Я поразилась:

— Офигеть! Зачем ей это надо? Зачем платить за уроки, которые …, - я силилась найти определение той деятельности, что развернула Лера за моей спиной.

— Не напрягайся, ты не одинока, — усмехнулся Антон, — Она таким образом целое МГИМО дурачила.

В ответ я кисло улыбнулась и небрежно махнула рукой.

— Ну, с этими точно не выйдет!

— Вот тут ты права на все сто, — согласился Антон.

— Что ты имеешь в виду?

— Выпустили девушку твою на вольные хлеба.

— Допрыгалась, бестия! — констатировала я, заталкивая в рот довольно крупный кусок шоколада.

— Светлый человек, гений лингвистики! — скривился Антон.

Мне стало стыдно за свою наивность, я хитро посмотрела на Антона и с вызовом произнесла:

— В отличие от некоторых она знает Past Perfect!

— А это, между прочим, твоя вина, — завелся Антон, — Я тебя с каким условием брал на работу, а ну-ка вспомни!

— С условием совместного распития? — предположила я.

— Вот — вот, а еще обзывается! — прищурился Антон и потянулся за бутылкой.

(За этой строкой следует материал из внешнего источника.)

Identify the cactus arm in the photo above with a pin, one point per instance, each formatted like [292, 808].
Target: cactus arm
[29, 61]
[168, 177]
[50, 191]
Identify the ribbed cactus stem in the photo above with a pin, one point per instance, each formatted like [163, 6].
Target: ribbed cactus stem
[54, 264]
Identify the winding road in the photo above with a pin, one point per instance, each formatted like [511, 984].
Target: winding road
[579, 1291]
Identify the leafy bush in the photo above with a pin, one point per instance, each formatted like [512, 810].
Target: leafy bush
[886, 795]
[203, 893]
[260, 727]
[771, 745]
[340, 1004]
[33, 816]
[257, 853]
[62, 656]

— Опять закладываете пьянство за воротник! — в дверях стоял Александр и с видом нарколога озирал картину нашего морального падения.

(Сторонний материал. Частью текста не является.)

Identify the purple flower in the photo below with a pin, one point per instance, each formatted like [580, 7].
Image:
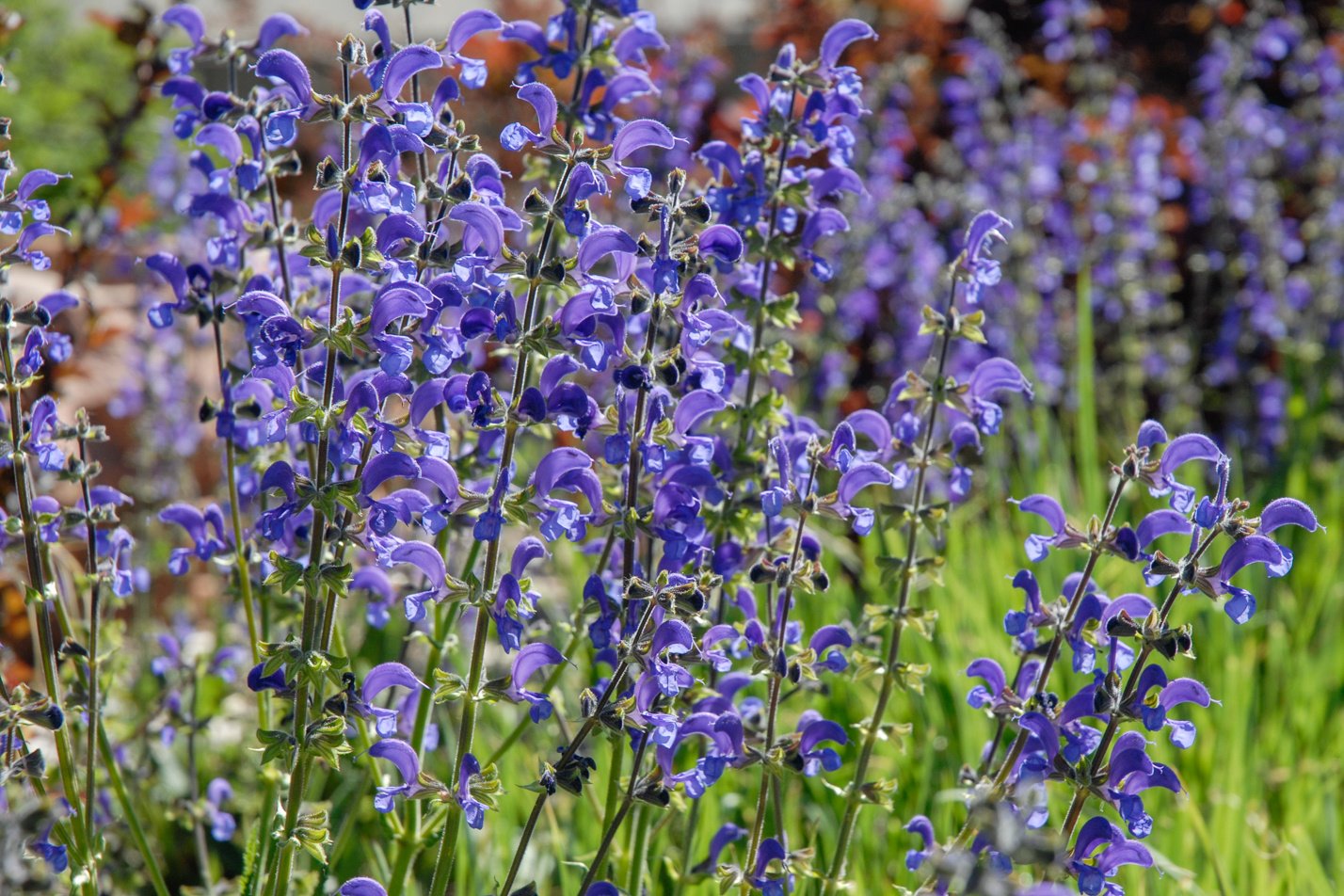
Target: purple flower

— У нас уик-энд, — сообщил Антон и поднял бокал.

— Уик — чего? — переспросил Александр с поросячьим акцентом, и не дав нам опомниться, перешел в наступление, — Так вот как ты учишь английский язык!

— Ой, только не надо завидовать! Между прочим, у такого способа обучения есть масса преимуществ. Тащи бокал, буду делиться опытом.

Александр покачал головой:

— Нет, я к Лерчику еду — у нас сегодня праздничный ужин.

— По поводу?

— По поводу дня рождения твоей матери, болван!

Антон закрыл глаза и хлопнул себя по лбу.

— Пить надо меньше! — рассмеялся Александр.

— Так я же как раз по этому поводу! — сказал Антон и сунул в рот сразу пару конфет.

— Ника, на выход! — скомандовал Александр, — А тебя, алкаш, ждем завтра к обеду.

Я поднялась со стула, виновато посмотрела на Антона:

— Мне и правда пора. Если не поеду с Сашкой, придется тащиться на метро и отравлять вагон коньячными парами.

— Опять оставил меня без собутыльника! — проворчал Антон, — Ладно, иди и привет передавай.

— Кому? — удивилась я.

— Кому — кому, Тошке своей, — вздохнул Антон и закрыл недопитое зелье.


На выходных Москву накрыл первый снег, а бедный Альбатрос накрыла кучка чокнутых дизайнеров. В припадке авангардизма, эти модельеры от сохи повесили нам траурные шторы и облачили мебель в надгробные тона.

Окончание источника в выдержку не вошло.